Problem reading/writing files

S

smeenehan

This is a bit of a peculiar problem. First off, this relates to Python
Challenge #12, so if you are attempting those and have yet to finish
#12, as there are potential spoilers here.

I have five different image files shuffled up in one big binary file.
In order to view them I have to "unshuffle" the data, which means
moving bytes around. Currently my approach is to read the data from the
original, unshuffle as necessary, and then write to 5 different files
(2 .jpgs, 2 .pngs and 1 .gif).

The problem is with the read() method. If I read a byte valued as 0x00
(in hexadecimal), the read method returns a character with the value
0x20. When printed as strings, these two values look the same (null and
space, respectively), but obviously this screws with the data and makes
the resulting image file unreadable. I can add a simple if statement to
correct this, which seems to make the .jpgs readable, but the .pngs
still have errors and the .gif is corrupted, which makes me wonder if
the read method is not doing this to other bytes as well.

Now, the *really* peculiar thing is that I made a simple little file
and used my hex editor to manually change the first byte to 0x00. When
I read that byte with the read() method, it returned the correct value,
which boggles me.

Anyone have any idea what could be going on? Alternatively, is there a
better way to shift about bytes in a non-text file without using the
read() method (since returning the byte as a string seems to be what's
causing the issue)? Thanks in advance!
 
S

Simon Forman

This is a bit of a peculiar problem. First off, this relates to Python
Challenge #12, so if you are attempting those and have yet to finish
#12, as there are potential spoilers here.
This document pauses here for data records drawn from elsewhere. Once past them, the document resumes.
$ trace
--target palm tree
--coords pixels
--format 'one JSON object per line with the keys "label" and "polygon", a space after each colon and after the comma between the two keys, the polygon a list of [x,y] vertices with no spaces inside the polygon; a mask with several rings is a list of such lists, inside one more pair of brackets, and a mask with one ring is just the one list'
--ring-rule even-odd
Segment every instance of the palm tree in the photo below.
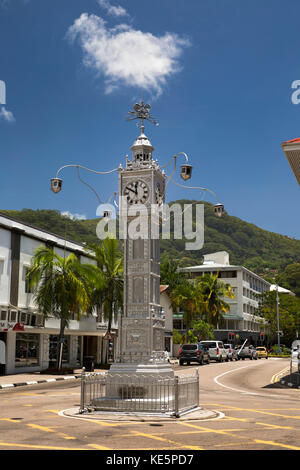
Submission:
{"label": "palm tree", "polygon": [[37,248],[28,273],[34,299],[45,318],[54,315],[60,319],[57,367],[61,369],[64,331],[73,315],[79,319],[87,311],[88,279],[93,267],[81,265],[74,254],[61,257],[47,247]]}
{"label": "palm tree", "polygon": [[230,311],[230,305],[223,298],[234,298],[230,284],[218,280],[219,273],[215,275],[204,274],[197,282],[196,289],[201,299],[201,313],[206,322],[218,325],[223,313]]}
{"label": "palm tree", "polygon": [[123,308],[123,256],[115,238],[108,237],[100,245],[91,245],[91,249],[97,270],[92,282],[89,311],[101,309],[110,332],[112,321],[117,320],[118,312]]}
{"label": "palm tree", "polygon": [[173,306],[179,307],[183,311],[183,319],[186,324],[186,342],[188,342],[190,325],[199,311],[198,291],[190,281],[181,282],[171,290],[170,300]]}

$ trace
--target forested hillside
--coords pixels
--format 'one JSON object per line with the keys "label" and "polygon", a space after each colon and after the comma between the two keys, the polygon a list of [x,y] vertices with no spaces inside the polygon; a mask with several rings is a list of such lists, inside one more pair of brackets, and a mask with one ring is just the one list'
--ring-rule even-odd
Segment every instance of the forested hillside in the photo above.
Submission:
{"label": "forested hillside", "polygon": [[[197,203],[190,200],[174,202]],[[197,251],[186,251],[185,240],[162,240],[162,259],[173,258],[185,266],[201,264],[204,254],[225,250],[230,254],[231,264],[246,266],[265,276],[272,276],[276,271],[283,271],[287,265],[300,262],[300,240],[260,229],[226,212],[219,219],[214,215],[211,204],[204,205],[204,247]],[[74,241],[97,242],[98,219],[72,220],[56,210],[46,209],[1,212]]]}

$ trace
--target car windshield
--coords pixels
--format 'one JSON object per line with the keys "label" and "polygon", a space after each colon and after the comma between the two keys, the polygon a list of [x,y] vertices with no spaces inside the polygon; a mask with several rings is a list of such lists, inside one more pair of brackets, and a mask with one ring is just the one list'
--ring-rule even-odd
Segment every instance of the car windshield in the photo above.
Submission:
{"label": "car windshield", "polygon": [[190,351],[190,350],[193,350],[193,349],[197,349],[197,344],[184,344],[182,346],[182,349],[186,350],[186,351]]}

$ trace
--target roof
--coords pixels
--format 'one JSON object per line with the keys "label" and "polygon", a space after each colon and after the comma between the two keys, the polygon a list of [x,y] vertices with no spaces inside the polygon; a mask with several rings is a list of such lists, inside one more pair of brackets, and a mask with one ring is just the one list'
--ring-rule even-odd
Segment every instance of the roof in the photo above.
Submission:
{"label": "roof", "polygon": [[64,245],[66,245],[68,250],[80,251],[85,256],[89,256],[88,251],[82,243],[65,239],[61,235],[57,235],[56,233],[49,232],[43,228],[36,227],[27,222],[23,222],[20,219],[11,217],[2,212],[0,212],[0,227],[6,230],[18,230],[25,236],[38,239],[41,242],[53,243],[60,247],[64,247]]}
{"label": "roof", "polygon": [[169,286],[166,285],[166,284],[161,285],[161,286],[160,286],[160,293],[165,292],[165,291],[168,289],[168,287],[169,287]]}
{"label": "roof", "polygon": [[[270,290],[277,290],[277,284],[272,284]],[[289,294],[289,295],[296,295],[291,290],[285,289],[284,287],[278,286],[279,294]]]}
{"label": "roof", "polygon": [[291,144],[293,142],[300,142],[300,137],[298,137],[297,139],[286,140],[283,142],[283,144]]}

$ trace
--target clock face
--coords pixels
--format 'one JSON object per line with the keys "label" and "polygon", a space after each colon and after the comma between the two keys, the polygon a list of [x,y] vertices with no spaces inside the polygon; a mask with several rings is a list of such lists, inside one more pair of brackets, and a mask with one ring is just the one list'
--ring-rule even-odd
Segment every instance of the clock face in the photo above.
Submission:
{"label": "clock face", "polygon": [[149,197],[149,188],[144,181],[132,181],[126,185],[124,196],[129,204],[145,204]]}
{"label": "clock face", "polygon": [[161,204],[163,198],[163,191],[159,183],[156,184],[155,188],[155,200],[157,204]]}

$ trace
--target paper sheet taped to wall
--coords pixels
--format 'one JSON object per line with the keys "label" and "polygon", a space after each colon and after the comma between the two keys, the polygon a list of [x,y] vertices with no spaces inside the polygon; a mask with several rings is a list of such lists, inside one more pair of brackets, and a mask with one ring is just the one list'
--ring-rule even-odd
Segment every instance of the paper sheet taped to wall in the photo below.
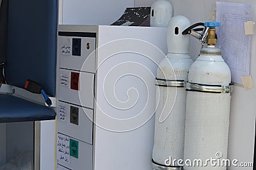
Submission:
{"label": "paper sheet taped to wall", "polygon": [[232,81],[242,84],[241,77],[250,74],[250,36],[245,35],[244,22],[251,20],[251,5],[216,2],[217,47],[231,70]]}

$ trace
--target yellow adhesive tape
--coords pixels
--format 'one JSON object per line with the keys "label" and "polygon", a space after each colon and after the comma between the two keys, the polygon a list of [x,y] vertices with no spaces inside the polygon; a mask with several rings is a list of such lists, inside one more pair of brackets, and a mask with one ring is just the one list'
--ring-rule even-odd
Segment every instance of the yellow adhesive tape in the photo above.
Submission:
{"label": "yellow adhesive tape", "polygon": [[243,85],[246,90],[252,89],[254,87],[254,82],[252,81],[251,75],[247,75],[244,77],[241,77],[242,80]]}
{"label": "yellow adhesive tape", "polygon": [[244,22],[245,35],[254,35],[255,23],[253,21],[247,21]]}

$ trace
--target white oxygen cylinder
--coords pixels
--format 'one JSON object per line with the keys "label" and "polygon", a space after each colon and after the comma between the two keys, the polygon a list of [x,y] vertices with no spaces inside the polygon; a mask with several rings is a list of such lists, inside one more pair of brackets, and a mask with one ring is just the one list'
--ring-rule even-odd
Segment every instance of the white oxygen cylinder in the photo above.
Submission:
{"label": "white oxygen cylinder", "polygon": [[171,3],[166,0],[157,0],[151,6],[150,27],[168,27],[173,15]]}
{"label": "white oxygen cylinder", "polygon": [[[227,169],[218,162],[227,158],[230,82],[230,70],[220,49],[202,49],[189,69],[187,84],[185,170]],[[211,158],[216,160],[212,165],[207,161]],[[195,161],[198,159],[202,162]]]}
{"label": "white oxygen cylinder", "polygon": [[168,52],[159,65],[156,78],[156,98],[159,100],[156,101],[152,153],[154,169],[174,166],[168,169],[180,169],[177,162],[172,164],[166,159],[183,159],[187,95],[184,82],[193,61],[188,54],[189,37],[182,32],[189,25],[189,20],[180,15],[172,18],[168,24]]}

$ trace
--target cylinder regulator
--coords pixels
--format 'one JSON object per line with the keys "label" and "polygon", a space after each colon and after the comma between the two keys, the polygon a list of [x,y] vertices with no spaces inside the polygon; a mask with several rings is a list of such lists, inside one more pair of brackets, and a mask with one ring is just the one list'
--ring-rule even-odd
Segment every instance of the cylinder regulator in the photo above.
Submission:
{"label": "cylinder regulator", "polygon": [[166,0],[157,0],[151,6],[150,26],[168,27],[173,15],[173,8],[171,3]]}
{"label": "cylinder regulator", "polygon": [[[227,159],[230,93],[230,70],[215,48],[217,39],[215,27],[219,22],[205,22],[204,28],[188,27],[182,33],[200,40],[202,48],[199,57],[189,68],[185,125],[184,160],[200,159],[202,165],[186,164],[184,169],[227,169],[212,167],[207,163],[211,158]],[[197,31],[202,31],[198,33]]]}
{"label": "cylinder regulator", "polygon": [[[190,25],[185,17],[172,18],[168,24],[168,54],[159,65],[156,86],[154,169],[182,169],[172,159],[183,159],[186,99],[184,82],[193,60],[188,54],[189,36],[182,32]],[[158,91],[157,91],[158,89]]]}

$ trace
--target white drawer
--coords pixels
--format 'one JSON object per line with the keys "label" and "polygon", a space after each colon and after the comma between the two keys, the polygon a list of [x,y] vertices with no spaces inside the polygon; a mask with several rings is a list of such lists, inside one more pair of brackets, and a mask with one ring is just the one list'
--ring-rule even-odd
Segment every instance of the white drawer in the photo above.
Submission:
{"label": "white drawer", "polygon": [[58,132],[92,144],[93,111],[59,102]]}
{"label": "white drawer", "polygon": [[[72,144],[72,140],[75,141]],[[58,164],[73,170],[92,170],[93,146],[70,137],[70,157],[69,164],[58,160]],[[78,150],[77,149],[78,148]],[[76,157],[72,156],[74,152]]]}
{"label": "white drawer", "polygon": [[59,100],[93,109],[94,73],[60,69]]}
{"label": "white drawer", "polygon": [[60,67],[95,73],[96,38],[59,36]]}

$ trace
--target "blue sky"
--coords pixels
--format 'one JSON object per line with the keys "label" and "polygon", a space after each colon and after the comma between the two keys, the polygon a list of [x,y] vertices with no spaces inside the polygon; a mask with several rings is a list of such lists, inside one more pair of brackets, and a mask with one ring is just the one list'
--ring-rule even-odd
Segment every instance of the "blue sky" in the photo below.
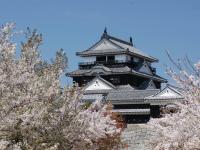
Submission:
{"label": "blue sky", "polygon": [[[36,28],[43,34],[45,59],[63,48],[67,71],[77,69],[75,52],[99,40],[104,27],[109,34],[128,40],[160,59],[159,75],[170,65],[165,50],[174,58],[200,59],[199,0],[0,0],[0,24],[15,22],[18,30]],[[62,79],[62,84],[71,83]]]}

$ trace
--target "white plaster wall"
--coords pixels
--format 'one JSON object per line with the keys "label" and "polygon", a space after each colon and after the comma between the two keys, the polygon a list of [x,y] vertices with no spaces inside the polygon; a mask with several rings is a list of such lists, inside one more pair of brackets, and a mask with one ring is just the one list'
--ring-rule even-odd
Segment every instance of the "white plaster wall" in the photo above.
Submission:
{"label": "white plaster wall", "polygon": [[96,79],[90,86],[85,90],[110,90],[112,89],[109,85],[103,83],[101,80]]}
{"label": "white plaster wall", "polygon": [[115,55],[115,60],[119,60],[119,61],[126,61],[126,56],[125,54],[123,55]]}
{"label": "white plaster wall", "polygon": [[94,61],[96,61],[96,57],[95,56],[83,57],[82,61],[83,62],[94,62]]}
I have five different image files shuffled up in one big binary file.
In order to view them I have to "unshuffle" the data, which means
moving bytes around. Currently my approach is to read the data from the
original, unshuffle as necessary, and then write to 5 different files
(2 .jpgs, 2 .pngs and 1 .gif).

The problem is with the read() method. If I read a byte valued as 0x00
(in hexadecimal), the read method returns a character with the value
0x20.

No. It doesn't.

Ok, maybe it does, but I doubt this so severely that, without even
checking, I'll bet you a [virtual] beer it doesn't. :)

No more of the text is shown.